Tuesday, 10 July 2018

Early changes in MS

PLoS One. 2018 Jul 6;13(7):e0200254. doi: 10.1371/journal.pone.0200254. eCollection 2018.

Health-related quality of life, neuropsychiatric symptoms and structural brain changes in clinically isolated syndrome.




Hyncicova E, Kalina A, Vyhnalek M, Nikolai T, Martinkovic L, Lisy J, Hort J, Meluzinova E, Laczó J.

Abstract

BACKGROUND:

Neuropsychiatric symptoms and reduced health-related quality of life (HRQoL) are frequent in multiple sclerosis, where are associated with structural brain changes, but have been less studied in clinically isolated syndrome (CIS).

OBJECTIVE:

To characterize HRQoL, neuropsychiatric symptoms (depressive symptoms, anxiety, apathy and fatigue), their interrelations and associations with structural brain changes in CIS.

METHODS:

Patients with CIS (n = 67) and demographically matched healthy controls (n = 46) underwent neurological and psychological examinations including assessment of HRQoL, neuropsychiatric symptoms and cognitive functioning, and MRI brain scan with global, regional and lesion load volume measurement.

RESULTS:

The CIS group had more, mostly mild, depressive symptoms and anxiety, and lower HRQoL physical and social subscores (p≤0.037). Neuropsychiatric symptoms were associated with most HRQoL subscores (β≤-0.34, p≤0.005). Cognitive functioning unlike clinical disability was associated with depressive symptoms and lower HRQoL emotional subscores (β≤-0.29, p≤0.019). Depressive symptoms and apathy were associated with right temporal, left insular and right occipital lesion load (ß≥0.29, p≤0.032). Anxiety was associated with lower white matter volume (ß = -0.25, p = 0.045).

CONCLUSION:

Mild depressive symptoms and anxiety with decreased HRQoL are present in patients with CIS. Neuropsychiatric symptoms contributing to decreased HRQoL are the result of structural brain changes and require complex therapeutic approach in patients with CIS.

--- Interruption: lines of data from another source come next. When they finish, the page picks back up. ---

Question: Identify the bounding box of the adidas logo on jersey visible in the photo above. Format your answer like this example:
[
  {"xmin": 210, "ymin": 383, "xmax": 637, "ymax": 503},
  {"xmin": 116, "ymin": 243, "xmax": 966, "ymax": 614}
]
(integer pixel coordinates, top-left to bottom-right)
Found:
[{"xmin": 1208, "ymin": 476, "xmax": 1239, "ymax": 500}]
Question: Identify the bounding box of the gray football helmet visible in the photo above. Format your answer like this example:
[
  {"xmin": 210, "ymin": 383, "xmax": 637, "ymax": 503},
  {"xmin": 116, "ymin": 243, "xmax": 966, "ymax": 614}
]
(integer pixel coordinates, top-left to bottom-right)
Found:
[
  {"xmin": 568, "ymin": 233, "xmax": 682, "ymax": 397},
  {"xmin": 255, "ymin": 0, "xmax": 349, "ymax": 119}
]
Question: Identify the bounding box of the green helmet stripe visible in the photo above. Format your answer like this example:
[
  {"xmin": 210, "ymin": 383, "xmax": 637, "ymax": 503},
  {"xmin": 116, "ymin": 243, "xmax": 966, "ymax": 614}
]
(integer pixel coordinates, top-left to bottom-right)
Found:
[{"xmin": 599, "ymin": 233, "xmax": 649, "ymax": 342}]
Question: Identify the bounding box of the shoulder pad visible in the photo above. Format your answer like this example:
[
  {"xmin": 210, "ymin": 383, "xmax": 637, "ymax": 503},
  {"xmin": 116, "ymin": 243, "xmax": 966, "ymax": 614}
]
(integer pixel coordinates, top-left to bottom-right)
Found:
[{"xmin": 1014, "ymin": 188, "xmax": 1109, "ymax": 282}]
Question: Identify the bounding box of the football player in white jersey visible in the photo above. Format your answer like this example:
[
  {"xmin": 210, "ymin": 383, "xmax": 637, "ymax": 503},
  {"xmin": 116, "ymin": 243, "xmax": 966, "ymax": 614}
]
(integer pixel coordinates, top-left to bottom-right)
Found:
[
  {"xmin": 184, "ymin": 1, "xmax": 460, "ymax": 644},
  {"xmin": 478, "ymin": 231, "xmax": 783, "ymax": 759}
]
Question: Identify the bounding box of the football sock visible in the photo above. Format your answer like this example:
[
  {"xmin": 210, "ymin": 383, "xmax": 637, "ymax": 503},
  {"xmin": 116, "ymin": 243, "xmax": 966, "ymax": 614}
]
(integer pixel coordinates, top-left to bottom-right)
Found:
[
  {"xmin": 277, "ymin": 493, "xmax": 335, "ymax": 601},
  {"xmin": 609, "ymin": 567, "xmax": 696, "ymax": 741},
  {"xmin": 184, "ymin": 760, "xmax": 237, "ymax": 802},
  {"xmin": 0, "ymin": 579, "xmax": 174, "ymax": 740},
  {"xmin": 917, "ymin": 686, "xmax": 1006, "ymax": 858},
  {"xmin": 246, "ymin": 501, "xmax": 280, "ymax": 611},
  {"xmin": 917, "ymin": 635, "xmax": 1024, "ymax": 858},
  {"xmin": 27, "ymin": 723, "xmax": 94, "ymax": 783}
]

Ever felt you've been dealt a band hand in life, that your credits and debits simply do not square up? The question I've often asked myself is why even in the face of adversity do we strive on? It's not fear of failure that keeps us going, nor is it that death has suddenly become unpalatable. It is because our brains have been programmed to believe in success in all shapes and sizes. A colleague once told me that human beings speak from their hearts and sing from their brains.

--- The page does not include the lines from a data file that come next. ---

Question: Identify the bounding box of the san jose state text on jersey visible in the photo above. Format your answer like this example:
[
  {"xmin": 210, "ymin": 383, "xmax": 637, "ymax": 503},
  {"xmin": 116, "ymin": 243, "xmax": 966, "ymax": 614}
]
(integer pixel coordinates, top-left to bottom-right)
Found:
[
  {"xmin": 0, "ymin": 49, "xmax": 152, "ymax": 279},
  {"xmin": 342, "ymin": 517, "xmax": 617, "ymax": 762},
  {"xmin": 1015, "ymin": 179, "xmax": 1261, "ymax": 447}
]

Last week at the NHS70 celebrations, a clinical neuropsychologist came to my stand to ask my opinion on whether our personalities are hard wired into our brains (our mind), i.e. is it nurture or is it in our genes (evolution)? My reply was that I suspected it was a bit of both. I pointed out that neurochemical and synaptic changes have been documented in schizophrenia and bipolar disorders, however, negative life events in a person's life probably also had a significant role to play.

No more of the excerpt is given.